Grammar is embedded in vocabulary

 

If it’s not obvious from reading this blog, I have a strong bias for teaching vocabulary over grammar. Research is conclusive: Explicit learning of grammar does not help language acquisition. It may help you do well in tests of grammar rules, but it does nothing to help you learn a language.

If you are a native English speaker, how did you learn the grammar that allows you to make sentences? You had no explicit grammar instruction.

You were exposed to English. You had lots of comprehensible input. And that marvelous brain of yours, which is a master at deciphering patterns, began to unconsciously identify patterns in the sound streams you were hearing.

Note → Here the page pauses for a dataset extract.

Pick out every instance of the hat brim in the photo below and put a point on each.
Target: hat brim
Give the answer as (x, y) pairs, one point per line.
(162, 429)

Educators like to package some of those patterns in the simple form of grammar rules. But they completely ignore the grammar or patterns within vocabulary itself.

For example, you may use a sentence like “he walked to the store yesterday” to teach a beginner the past tense using -ed. In this sentence there are two words that would convey the concept of time in the past: “walked” and “yesterday”. However, the beginner will not get the temporal concept of past from the -ed ending of “walked” even if that was your explicit intention.

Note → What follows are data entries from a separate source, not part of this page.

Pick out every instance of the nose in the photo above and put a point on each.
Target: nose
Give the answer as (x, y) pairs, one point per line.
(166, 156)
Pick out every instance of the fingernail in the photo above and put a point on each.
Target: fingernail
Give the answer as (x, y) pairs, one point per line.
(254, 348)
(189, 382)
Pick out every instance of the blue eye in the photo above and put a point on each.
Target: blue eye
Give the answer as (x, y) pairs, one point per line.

Research tells us that it doesn’t matter how much you focus on the -ed inflection, they won’t learn it if they are not at the stage in acquisition where they are ready for it. Instead, they will pull the meaning from the word “yesterday”. When they hear that word, there is a “rule” in their head that tells them that the speaker is talking about the past.

That’s a simple example. Let’s look at something a little more complicated to illustrate this idea of grammar embedded in vocabulary. We’ll look at three verbs as examples: die, eat, put.

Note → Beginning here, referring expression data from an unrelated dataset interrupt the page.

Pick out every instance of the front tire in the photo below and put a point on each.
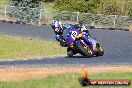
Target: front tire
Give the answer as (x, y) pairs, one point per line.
(85, 51)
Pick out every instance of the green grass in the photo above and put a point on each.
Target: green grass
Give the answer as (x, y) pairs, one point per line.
(65, 81)
(19, 47)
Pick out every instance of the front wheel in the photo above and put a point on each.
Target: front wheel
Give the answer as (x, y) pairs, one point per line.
(84, 50)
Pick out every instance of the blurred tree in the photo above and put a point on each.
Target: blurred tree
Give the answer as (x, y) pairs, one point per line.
(77, 5)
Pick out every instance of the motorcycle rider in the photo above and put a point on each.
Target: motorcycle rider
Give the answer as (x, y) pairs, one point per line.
(58, 28)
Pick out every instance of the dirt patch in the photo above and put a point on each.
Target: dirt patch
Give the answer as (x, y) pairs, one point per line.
(15, 74)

I eat. I eat a banana. I eat all day. I eat a lot.

When we hear the word eat used often enough we unconsciously begin to recognize a grammatical pattern. We see there is a subject that does the eating. There may or may not be some object or modifier.

She died. She’s dying.

The verb die is a little different. There is a subject that is doing the dying, but that’s it. You soon learn that you can’t put an object in that sentence. She can’t “die herself” or “die her enemy”. The verb die has a particular grammar that prevents you from doing that.

He put the book on the table. She put her tooth under her pillow for the tooth fairy to find.

Again, we see that the word put has a particular grammar that only allows you to use it in a certain way. You can’t just say, “He put” or even “He put the glass.” When you learn the word put and hear it in various contexts over time you implicitly learn the grammar rule for “put”: It needs to be paired with a subject, verb, object, prepositional phrase.

If individual words have their own grammar rules, how do you teach those rules? It would be ludicrous to try to teach grammar related to words, wouldn’t it? How on earth would any student be able to remember all those rules and apply them, especially when trying to do it at the speed of speech. It’s crazy to even imagine!

But if you think that is crazy, apply the same logic to our traditional syntactic grammar. Depending on the grammarian you are talking to, there may be as many as 500 to 10,000 grammar rules in English. How on earth would any student be able to remember all those rules and apply them, especially when trying to do it at the speed of speech. It’s crazy to imagine, isn’t it? Yet, that’s the approach that is firmly entrenched in traditional approach that used in teaching English around the world.

It’s time to stop the craziness. Teachers need to leave grammar to linguists and give you a more effective way to learn English. What method is that? It’s the same method that we’ve all used with 100% success rate to learn our own native language: Comprehensible input.

In the All English programs, we don’t teach grammar. We expose you to the language in various real life contexts and let your brain do what it does best: Unconsciously recognize the patterns of our language so we can use English to communicate. We don’t want you just to learn about English, we want you to learn to use English to share your ideas, thoughts and feelings.